Skip to main content

File Descriptors

After running the code in the "File Handlers" section, you saw that open() returns a number. This number is a file descriptor. Run the code above multiple times. You'll always get file descriptor 3. We can already tell these numbers have some meaning and aren't just some seemingly random numbers, like PIDs were.

You've most likely used file descriptors before without knowing. Remember the following concepts:

  • stdin (standard input)
  • stdout (standard output)
  • stderr (standard error)

When you wanted to run a shell command and ignore its errors, you wrote something like:

student@os:~$ ls 2> /dev/null

The command above uses 2> /dev/null to redirect stderr to /dev/null.

Quiz

Good, so we know that stderr is file descriptor 2. The code in support/file-descriptors/open_directory.c opened the directory as file descriptor 3. So what are file descriptors 0 and 1? They are stdin and stdout, respectively.

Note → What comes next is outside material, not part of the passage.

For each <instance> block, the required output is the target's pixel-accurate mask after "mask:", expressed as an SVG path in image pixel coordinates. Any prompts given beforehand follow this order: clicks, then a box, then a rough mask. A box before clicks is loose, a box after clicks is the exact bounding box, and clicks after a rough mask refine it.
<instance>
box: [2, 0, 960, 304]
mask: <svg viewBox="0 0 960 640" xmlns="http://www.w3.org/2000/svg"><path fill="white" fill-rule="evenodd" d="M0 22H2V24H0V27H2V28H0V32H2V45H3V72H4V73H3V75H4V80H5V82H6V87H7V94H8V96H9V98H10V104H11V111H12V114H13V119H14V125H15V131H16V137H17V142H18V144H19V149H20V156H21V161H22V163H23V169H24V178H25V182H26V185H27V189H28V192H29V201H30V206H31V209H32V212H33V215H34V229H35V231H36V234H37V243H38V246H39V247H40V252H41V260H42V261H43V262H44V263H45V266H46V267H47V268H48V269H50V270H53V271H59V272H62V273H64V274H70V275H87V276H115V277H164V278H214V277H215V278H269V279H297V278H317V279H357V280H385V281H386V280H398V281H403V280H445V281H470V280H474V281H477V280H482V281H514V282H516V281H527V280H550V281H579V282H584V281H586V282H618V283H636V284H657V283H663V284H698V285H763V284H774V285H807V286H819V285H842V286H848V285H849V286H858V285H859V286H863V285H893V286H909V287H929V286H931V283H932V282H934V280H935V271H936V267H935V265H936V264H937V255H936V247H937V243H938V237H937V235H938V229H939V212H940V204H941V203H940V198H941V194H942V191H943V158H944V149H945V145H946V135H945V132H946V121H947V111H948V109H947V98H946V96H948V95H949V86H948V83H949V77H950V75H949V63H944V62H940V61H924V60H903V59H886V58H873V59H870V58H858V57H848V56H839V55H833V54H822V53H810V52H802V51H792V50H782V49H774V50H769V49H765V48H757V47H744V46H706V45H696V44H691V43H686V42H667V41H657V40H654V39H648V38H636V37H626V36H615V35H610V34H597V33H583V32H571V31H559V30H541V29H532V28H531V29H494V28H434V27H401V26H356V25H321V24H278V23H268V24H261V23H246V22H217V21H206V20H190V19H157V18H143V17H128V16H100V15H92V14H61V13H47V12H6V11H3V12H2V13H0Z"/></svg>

Now we know that the basic I/O streams of a process correspond to specific file descriptors. But what is a file descriptor exactly? From the application's point of view, it is a positive integer acting as a unique identifier for an I/O channel, such as a file. To the operating system, a file descriptor is an index. Each process has what's called a file descriptor table, which is just a fancy name for an array of pointers. A file descriptor is an index in this array. Each element in this array points towards a structure in the kernel's memory that represents an I/O resource. This structure is called the open file structure.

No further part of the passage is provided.